OregonDigital / oregondigital_2

The active development on Oregon Digital 2 is in the https://github.com/OregonDigital/OD2 repo.
Other
1 stars 1 forks source link

Proposal: write our own bagit code locally #291

Open jechols opened 8 years ago

jechols commented 8 years ago

We use the hybag gem and the bagit library to handle bags. Both gems haven't seen updates in a while, and both gems (in my opinion) overcomplicate what could be a very simple local process.

The bag spec is absurdly simple. I propose that we do not use any libraries and just handle bags within our app's code. If we find that our code really makes sense to the community, maybe we push it somewhere, but looking at hybag I'm not seeing a lot of benefit to the extra work that's been done to try and make the thing generic.

One issue I see with the current approach is the "one bag per asset" mindset. By only putting one asset in each bag, we're adding a fair amount of overhead. A bulk ingest of 5000 assets means reading 5000 separate bag manifests, rather than just one.

Additionally, verification of bags becomes meaningless. The point of a bag is to ensure validation in case files were missed or corrupted during transmission of data. When each asset is its own bag, we can validate that an individual asset got to its destination properly, but there is no automated mechanism to ensure the whole batch of assets made it. If we're expecting 5500 assets and only get 5400 of them, nothing in the application will know.
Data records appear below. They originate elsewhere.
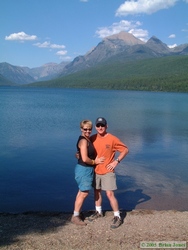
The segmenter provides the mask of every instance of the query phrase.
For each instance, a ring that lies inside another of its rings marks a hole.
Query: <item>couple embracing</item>
[[[75,167],[75,180],[79,191],[74,204],[74,214],[71,222],[85,226],[87,225],[80,216],[80,211],[89,190],[94,187],[95,213],[88,219],[93,221],[103,217],[101,190],[106,192],[110,205],[114,212],[111,228],[117,228],[122,224],[118,201],[114,195],[117,189],[115,168],[128,154],[127,146],[119,138],[107,132],[107,121],[99,117],[95,123],[97,134],[92,136],[92,122],[83,120],[80,123],[81,135],[77,141],[78,163]],[[119,152],[115,158],[116,152]]]

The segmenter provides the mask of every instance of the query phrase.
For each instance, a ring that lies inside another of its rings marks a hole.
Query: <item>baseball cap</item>
[[[97,120],[96,120],[96,122],[95,122],[95,125],[97,125],[97,124],[103,124],[104,126],[106,126],[107,125],[107,121],[103,117],[98,117]]]

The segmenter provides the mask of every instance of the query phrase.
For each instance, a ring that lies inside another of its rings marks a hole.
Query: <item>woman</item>
[[[85,198],[89,194],[89,190],[92,189],[94,167],[96,164],[102,163],[104,157],[97,158],[95,148],[89,139],[92,131],[92,122],[83,120],[80,123],[80,129],[81,135],[77,141],[79,159],[75,167],[75,180],[79,191],[76,196],[71,222],[76,225],[85,226],[87,224],[80,218],[80,210]]]

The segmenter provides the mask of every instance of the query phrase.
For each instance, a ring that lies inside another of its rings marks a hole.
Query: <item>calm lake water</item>
[[[130,150],[120,208],[188,210],[188,94],[1,87],[0,212],[72,211],[79,123],[98,116]]]

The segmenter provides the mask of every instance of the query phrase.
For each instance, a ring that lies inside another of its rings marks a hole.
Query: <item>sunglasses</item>
[[[104,128],[104,127],[105,127],[105,125],[104,125],[104,124],[99,123],[99,124],[97,124],[97,125],[96,125],[96,127],[97,127],[97,128],[99,128],[99,127]]]
[[[84,131],[91,131],[91,128],[82,128]]]

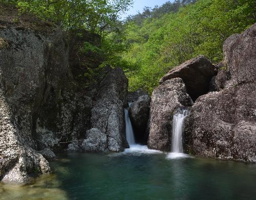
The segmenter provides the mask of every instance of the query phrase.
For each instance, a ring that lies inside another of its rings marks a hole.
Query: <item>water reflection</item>
[[[26,185],[0,183],[0,199],[68,199],[66,192],[59,189],[56,175],[46,174]]]

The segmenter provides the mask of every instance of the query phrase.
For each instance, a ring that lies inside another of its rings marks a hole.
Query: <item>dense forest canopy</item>
[[[100,43],[84,42],[79,54],[104,57],[100,68],[122,67],[130,90],[142,88],[150,93],[164,73],[186,60],[202,54],[214,63],[221,61],[225,40],[256,21],[254,0],[168,1],[145,7],[123,21],[120,15],[133,0],[1,1],[64,30],[99,34]],[[86,71],[81,76],[93,79],[96,70],[81,65]]]
[[[254,0],[176,1],[130,16],[122,54],[131,90],[150,93],[172,68],[199,55],[223,59],[223,42],[256,21]]]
We already have so many places with too much room for human error. Bags are trivial to handle in our own codebase. It's not worth the extra error potential to use the current "one bag per asset" process. It's not worth the extra debugging and maintenance to use the bagit and hybag libraries.
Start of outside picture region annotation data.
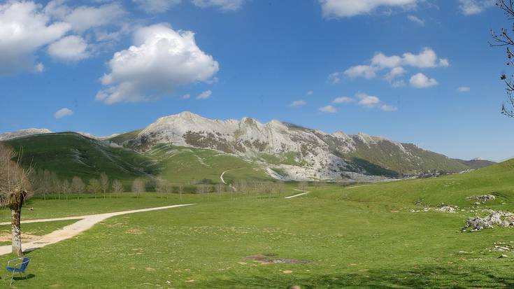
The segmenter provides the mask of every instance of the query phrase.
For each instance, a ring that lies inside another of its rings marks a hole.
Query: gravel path
[[[140,213],[140,212],[148,212],[151,211],[164,210],[166,209],[178,208],[185,206],[192,206],[194,204],[187,204],[182,205],[173,205],[173,206],[158,206],[154,208],[146,208],[140,209],[136,210],[129,210],[122,211],[119,212],[113,213],[99,213],[96,215],[86,215],[76,217],[64,217],[64,218],[55,218],[52,219],[39,219],[39,220],[27,220],[22,221],[22,223],[38,223],[38,222],[52,222],[56,220],[80,220],[78,222],[74,223],[71,225],[69,225],[62,229],[55,230],[50,234],[41,236],[41,239],[37,241],[24,243],[22,245],[24,252],[29,252],[33,250],[38,249],[39,248],[44,247],[47,245],[55,244],[66,239],[70,239],[75,237],[84,231],[91,228],[95,224],[103,221],[110,217],[114,217],[120,215],[125,215],[127,213]],[[10,222],[1,223],[0,225],[8,225],[10,224]],[[12,246],[10,245],[0,246],[0,255],[8,254],[12,251]]]
[[[294,197],[297,197],[299,196],[303,196],[304,195],[308,194],[309,192],[310,192],[308,190],[298,190],[298,189],[293,189],[293,190],[298,191],[298,192],[303,192],[300,194],[297,194],[297,195],[293,195],[292,196],[286,197],[284,199],[291,199],[291,198],[294,198]]]

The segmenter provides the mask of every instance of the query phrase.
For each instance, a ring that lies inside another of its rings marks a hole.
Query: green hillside
[[[97,178],[105,171],[111,179],[130,180],[156,173],[155,162],[139,153],[113,148],[73,132],[45,134],[5,142],[23,148],[24,165],[55,171],[59,178]]]
[[[496,200],[487,203],[492,208],[514,210],[514,159],[476,171],[443,177],[394,181],[327,189],[320,192],[323,198],[355,202],[386,202],[436,206],[441,203],[469,206],[475,202],[468,197],[494,195]],[[506,203],[501,205],[501,203]]]
[[[138,134],[141,132],[142,130],[143,129],[138,129],[132,132],[125,132],[124,134],[119,134],[116,136],[108,139],[107,140],[113,143],[116,143],[121,146],[125,141],[134,139],[138,135]]]
[[[220,176],[224,171],[229,171],[224,175],[226,182],[236,178],[270,179],[255,164],[213,150],[160,144],[144,153],[144,155],[158,163],[160,177],[173,183],[210,180],[217,183],[221,181]]]

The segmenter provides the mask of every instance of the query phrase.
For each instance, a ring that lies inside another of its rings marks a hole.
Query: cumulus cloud
[[[307,103],[305,102],[305,101],[303,101],[303,100],[295,100],[294,101],[292,102],[291,104],[290,104],[289,106],[290,106],[294,107],[294,106],[304,106],[306,104],[307,104]]]
[[[322,113],[334,113],[337,112],[337,108],[336,108],[334,106],[326,106],[320,107],[320,108],[318,108],[318,110]]]
[[[109,61],[110,71],[101,78],[105,87],[97,100],[112,104],[155,99],[179,85],[209,82],[219,70],[217,62],[197,45],[190,31],[157,24],[136,29],[133,42]]]
[[[413,22],[414,23],[418,24],[421,26],[424,26],[424,20],[415,15],[408,15],[407,19]]]
[[[369,65],[357,65],[346,69],[345,76],[348,77],[364,77],[374,78],[376,76],[376,69]]]
[[[385,79],[388,81],[392,81],[394,78],[402,76],[406,72],[407,72],[407,71],[401,66],[393,67],[387,74],[385,75]]]
[[[462,14],[471,15],[494,6],[496,0],[459,0],[459,8]]]
[[[373,95],[369,95],[365,93],[359,92],[357,93],[356,96],[359,99],[360,99],[357,103],[359,106],[373,107],[380,103],[380,99]]]
[[[437,85],[437,80],[434,78],[429,78],[422,73],[412,76],[409,82],[411,83],[411,85],[415,88],[427,88]]]
[[[42,71],[42,64],[34,64],[36,52],[69,29],[69,24],[52,22],[34,2],[0,4],[0,75]]]
[[[341,72],[334,72],[329,74],[329,81],[332,83],[339,83],[341,82]]]
[[[389,81],[394,87],[404,86],[403,80],[397,80],[402,77],[407,71],[405,66],[417,69],[445,67],[450,65],[445,58],[439,58],[437,54],[429,48],[424,48],[419,53],[405,52],[400,55],[386,55],[382,52],[376,53],[369,61],[369,64],[362,64],[351,66],[344,72],[334,72],[329,75],[329,81],[338,83],[343,76],[364,78],[374,78],[385,70],[389,71],[383,76],[384,79]]]
[[[127,14],[123,7],[117,3],[98,7],[82,6],[71,8],[62,2],[60,0],[50,1],[45,8],[45,12],[69,23],[71,28],[78,32],[110,24]]]
[[[429,48],[423,48],[423,50],[418,54],[404,53],[403,62],[406,65],[418,68],[433,68],[449,65],[447,59],[438,59],[435,51]]]
[[[138,7],[148,13],[166,12],[171,7],[180,4],[181,0],[132,0]]]
[[[56,111],[55,113],[54,113],[54,118],[59,119],[65,116],[72,115],[73,114],[73,111],[64,107]]]
[[[350,17],[369,14],[380,8],[406,10],[415,8],[418,2],[418,0],[320,0],[323,17],[327,18]]]
[[[241,8],[243,2],[243,0],[191,0],[197,7],[217,7],[223,11],[236,11]]]
[[[50,44],[48,54],[55,59],[64,62],[76,62],[89,57],[85,40],[74,35],[64,37]]]
[[[357,104],[366,108],[378,108],[383,111],[392,112],[398,111],[396,106],[384,104],[380,99],[374,95],[369,95],[366,93],[359,92],[355,94],[357,99],[360,99]]]
[[[332,101],[332,104],[347,104],[348,102],[353,102],[355,99],[348,97],[336,97]]]
[[[210,90],[206,90],[197,96],[197,99],[207,99],[213,96],[213,92]]]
As a possibly separate issue, in a perfect world, I'd like to see the bag ingest doing something with workflow metadata so that when an asset comes from a bag, we can identify the bag from which it came, and we can see if the bag as a whole was ingested properly. Items ingested from bags shouldn't be visible or even reviewable unless the whole bag ingest succeeded. If a bag ingest fails, all items from that bag should be purged from fedora.